Parada desde outubro do ano passado por atraso no pagamento, a duplicação não tem data para ser retomada, afirma a Secretaria Municipal de Infraestrutura e Mobilidade Urbana (Smim). A Smim reconhece uma dívida de R$ 10,4 milhões com a construtora responsável, o que levou a empresa a abandonar o canteiro de obras. Prevista para ser finalizada antes da Copa do Mundo de 2014, a duplicação está apenas com 33% dos quatro trechos concluídos.

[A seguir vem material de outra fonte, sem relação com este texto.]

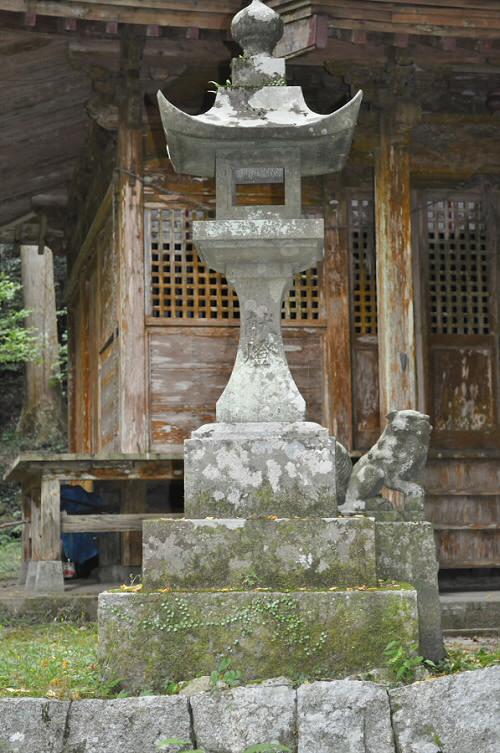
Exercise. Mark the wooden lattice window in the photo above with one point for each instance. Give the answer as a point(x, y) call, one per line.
point(458, 268)
point(302, 303)
point(182, 287)
point(363, 270)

Em março deste ano, numa ação de emergência, a prefeitura e a Construtora Pelotense, responsável pela obra, fizeram um acordo e fecharam as quedas parciais das calçadas, ocorridas durante as chuvas de janeiro, num trecho de 220m da Moab Caldas, entre a Avenida Francisco Massena Vieira e a Rua Abelardo Marques. Foram empregados 500 metros cúbicos de aterro (terra compactada) para nivelar os buracos e colocados mais 500 metros cúbicos de asfalto reciclado, vindo de requalificação asfáltica, para completá-los.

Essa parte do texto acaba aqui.